The mission of the QUVA lab is to perform world-class research on deep vision. Such vision strives to automatically interpret with the aid of deep learning what happens where, when and why in images and video. Deep learning is a form of machine learning with neural networks, loosely inspired by how neurons process information in the brain (see side bar). Research projects in the lab will focus on learning to recognize objects in images from a single example, personalized event detection and summarization in video, and privacy preserving deep learning. The research will be published in the best academic venues and secured in patents.
Project 1 CS: Spatiotemporal representations for action recognition.
Automatically recognize actions in video, preferably which action appears when and where as captured by a mobile phone, and learned from example videos and without example videos.
Project 2 CS: Fine-grained object recognition.
Automatically recognize fine-grained categories with interactive accuracy by using very deep convolutional representations computed from automatically segmented objects and automatically selected features.
Project 3 CS: Personal event detection and recounting.
Automatically detect events in a set of videos with interactive accuracy for the purpose of personal video retrieval and summarization.
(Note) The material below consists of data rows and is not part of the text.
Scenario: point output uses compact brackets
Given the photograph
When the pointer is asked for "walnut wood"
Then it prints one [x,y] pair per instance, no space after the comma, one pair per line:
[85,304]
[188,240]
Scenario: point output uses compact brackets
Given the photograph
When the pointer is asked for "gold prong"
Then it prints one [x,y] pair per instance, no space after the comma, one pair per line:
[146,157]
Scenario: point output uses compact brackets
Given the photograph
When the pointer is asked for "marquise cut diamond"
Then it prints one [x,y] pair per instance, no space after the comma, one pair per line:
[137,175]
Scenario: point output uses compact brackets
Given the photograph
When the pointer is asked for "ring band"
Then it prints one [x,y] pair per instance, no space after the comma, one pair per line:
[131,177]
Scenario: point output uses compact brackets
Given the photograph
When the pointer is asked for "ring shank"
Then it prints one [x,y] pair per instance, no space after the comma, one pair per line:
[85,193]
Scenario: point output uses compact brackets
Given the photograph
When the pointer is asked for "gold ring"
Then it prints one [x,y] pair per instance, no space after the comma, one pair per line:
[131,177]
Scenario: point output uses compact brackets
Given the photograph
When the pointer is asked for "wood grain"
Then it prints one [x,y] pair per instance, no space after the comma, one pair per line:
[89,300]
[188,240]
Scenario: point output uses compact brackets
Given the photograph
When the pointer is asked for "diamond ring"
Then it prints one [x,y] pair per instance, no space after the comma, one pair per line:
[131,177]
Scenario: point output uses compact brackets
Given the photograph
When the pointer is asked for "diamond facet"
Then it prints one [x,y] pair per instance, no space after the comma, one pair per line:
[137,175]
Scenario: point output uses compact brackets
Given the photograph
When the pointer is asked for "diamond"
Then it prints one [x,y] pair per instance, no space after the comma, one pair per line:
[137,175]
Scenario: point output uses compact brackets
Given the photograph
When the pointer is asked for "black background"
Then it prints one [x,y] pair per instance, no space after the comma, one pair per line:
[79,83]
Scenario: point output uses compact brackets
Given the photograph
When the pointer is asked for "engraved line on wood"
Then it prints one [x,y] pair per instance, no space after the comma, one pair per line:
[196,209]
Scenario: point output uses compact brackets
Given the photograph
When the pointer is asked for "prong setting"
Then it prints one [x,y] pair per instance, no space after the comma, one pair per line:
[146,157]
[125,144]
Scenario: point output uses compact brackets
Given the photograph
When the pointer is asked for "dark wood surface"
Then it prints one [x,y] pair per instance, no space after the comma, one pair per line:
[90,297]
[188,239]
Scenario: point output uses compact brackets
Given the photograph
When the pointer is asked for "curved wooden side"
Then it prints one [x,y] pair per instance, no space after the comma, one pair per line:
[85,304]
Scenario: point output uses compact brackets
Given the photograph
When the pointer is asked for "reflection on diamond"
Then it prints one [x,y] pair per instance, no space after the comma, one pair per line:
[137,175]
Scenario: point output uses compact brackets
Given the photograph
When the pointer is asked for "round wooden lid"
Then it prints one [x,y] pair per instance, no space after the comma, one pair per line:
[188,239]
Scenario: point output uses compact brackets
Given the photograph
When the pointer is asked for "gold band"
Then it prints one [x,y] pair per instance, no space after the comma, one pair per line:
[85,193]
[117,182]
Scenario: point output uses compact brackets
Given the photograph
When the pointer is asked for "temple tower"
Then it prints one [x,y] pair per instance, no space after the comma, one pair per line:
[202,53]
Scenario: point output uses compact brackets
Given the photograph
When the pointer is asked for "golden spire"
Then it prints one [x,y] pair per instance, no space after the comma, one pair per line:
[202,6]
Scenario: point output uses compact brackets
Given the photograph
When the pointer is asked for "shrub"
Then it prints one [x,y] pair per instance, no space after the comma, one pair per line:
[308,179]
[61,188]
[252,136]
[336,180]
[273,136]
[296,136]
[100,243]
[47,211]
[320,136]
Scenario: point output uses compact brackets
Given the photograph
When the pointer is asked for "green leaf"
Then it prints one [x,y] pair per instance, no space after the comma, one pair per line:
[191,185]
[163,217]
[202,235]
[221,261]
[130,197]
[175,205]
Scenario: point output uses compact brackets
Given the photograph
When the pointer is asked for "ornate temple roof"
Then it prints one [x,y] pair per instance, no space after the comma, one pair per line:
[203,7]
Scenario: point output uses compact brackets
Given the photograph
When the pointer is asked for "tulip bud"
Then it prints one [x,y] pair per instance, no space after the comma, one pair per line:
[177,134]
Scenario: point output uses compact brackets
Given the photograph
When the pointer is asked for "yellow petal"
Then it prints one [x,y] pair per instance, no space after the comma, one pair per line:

We strive for a generic representation that covers detection, segmentation, and recounting simultaneously, learned from few examples.
Project 4 CS: Counting.
The goal of this project is to accurately count the number of arbitrary objects in an image and video independent of their apparent size, their partial presence, and other practical distractors. For use cases as in Internet of Things or robotics.
Project 5 AS: One shot visual instance search.
Often when searching for something, a user will have available just 1 or very few images of the instance of search with varying degrees of background knowledge.
Project 6 AS: Robust Mobile Tracking.
In an experimental view of tracking, the objective is to track the target’s position over time given a starting box in frame 1 or alternatively its typed category especially for long-term, robust tracking.
Project 7 AS: The story of this.
Often when telling a story one is not interested in what happens in general in the video, but what happens to this instance (a person, a car to pursue, a boat participating in a race). The goal is to infer what the target encounters and describe the events that occur it.
Project 8 AS: Statistical machine translation.
The objective of this work package is to automatically generate grammatical descriptions of images that represent the meaning of a single image, based on the annotations resulting from the above projects.
Project 9 MW: Distributed deep learning.
Future applications of deep learning will run on mobile devices and use data from distributed sources. In this project we will develop new efficient distributed deep learning algorithms to improve the efficiency of learning and to exploit distributed data sources.
Project 10 MW: Automated Hyper-parameter Optimization.
Deep neural networks have a very large number of hyper-parameters. In this project we develop new methods to automatically and efficiency determine these hyperparameters from data for deep neural networks.
Project 11 MW: Privacy Preserving Deep Learning.
Training deep neural networks from distributed data sources must take privacy considerations into account. In this project we will develop new distributed and privacy preserving learning algorithms for deep neural networks.
Project 12 MW: Novel Deep Learning Algorithms
Peter O’ Connor
Successful deep learning algorithms on massive datasets and distributed over many CPUs and GPUs require dedicated algorithms. In this project we will develop novel deep learning algorithms that process observations online and make effective use of memory and computational resources.